I was getting close to casting range, when Aaron landed his Bonefish and then began paddling out towards me.  I pointed to the permit and his eyes went wide. He anchored up but graciously let me stalk them because I had spotted them first. I finally got within casting range and made one cast. It was ahead of them, so I let the fly sink. I can’t say for sure, but something I did must have spooked them because the next thing I knew, they were off.  And they were headed right for Aaron.

Aaron got his rod out, made one cast, and the next thing we knew his line was screeching out of his reel.

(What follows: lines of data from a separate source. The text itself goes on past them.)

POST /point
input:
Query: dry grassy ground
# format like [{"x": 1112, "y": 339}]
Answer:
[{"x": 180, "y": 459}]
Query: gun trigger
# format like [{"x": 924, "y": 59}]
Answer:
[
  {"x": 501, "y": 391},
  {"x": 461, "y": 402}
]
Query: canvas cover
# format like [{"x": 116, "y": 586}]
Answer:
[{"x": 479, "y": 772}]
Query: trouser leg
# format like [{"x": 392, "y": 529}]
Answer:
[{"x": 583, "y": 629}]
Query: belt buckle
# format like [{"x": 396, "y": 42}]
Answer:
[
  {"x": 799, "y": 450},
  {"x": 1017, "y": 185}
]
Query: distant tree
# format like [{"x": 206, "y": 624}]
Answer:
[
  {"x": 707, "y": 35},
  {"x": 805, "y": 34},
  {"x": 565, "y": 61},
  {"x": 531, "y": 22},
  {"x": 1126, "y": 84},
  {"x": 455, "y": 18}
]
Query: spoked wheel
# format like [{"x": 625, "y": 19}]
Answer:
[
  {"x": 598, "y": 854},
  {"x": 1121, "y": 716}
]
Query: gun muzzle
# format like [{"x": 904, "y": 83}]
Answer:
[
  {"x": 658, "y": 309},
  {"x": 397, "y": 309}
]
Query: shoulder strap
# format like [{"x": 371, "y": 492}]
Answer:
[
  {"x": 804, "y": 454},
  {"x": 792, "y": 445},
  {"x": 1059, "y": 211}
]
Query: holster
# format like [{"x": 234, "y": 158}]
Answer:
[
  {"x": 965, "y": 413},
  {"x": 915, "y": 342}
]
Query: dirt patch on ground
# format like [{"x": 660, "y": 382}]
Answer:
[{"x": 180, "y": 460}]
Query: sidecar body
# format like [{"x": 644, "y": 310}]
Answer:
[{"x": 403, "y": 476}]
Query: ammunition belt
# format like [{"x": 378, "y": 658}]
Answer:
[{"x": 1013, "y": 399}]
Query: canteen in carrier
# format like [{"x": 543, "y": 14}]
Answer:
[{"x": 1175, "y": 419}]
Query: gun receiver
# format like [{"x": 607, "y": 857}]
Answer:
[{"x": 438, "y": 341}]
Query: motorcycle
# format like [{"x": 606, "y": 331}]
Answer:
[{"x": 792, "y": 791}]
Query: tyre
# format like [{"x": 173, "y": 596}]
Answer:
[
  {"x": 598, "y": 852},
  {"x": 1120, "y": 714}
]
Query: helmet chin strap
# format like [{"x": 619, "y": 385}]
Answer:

Even though I had blown my chance, the joy and excitement of Aaron hooking up was as if I had hooked into it myself.  After fifteen or so minutes of some of the hardest fight in a fish I had ever seen, Aaron was able to get the Permit close enough for me to grab. This was an incredible fish and I was so pumped to have just helped Aaron get the big Permit he had been dreaming of for months. Back at camp we celebrated with Jeff and the crew with a Rum toast… Or three.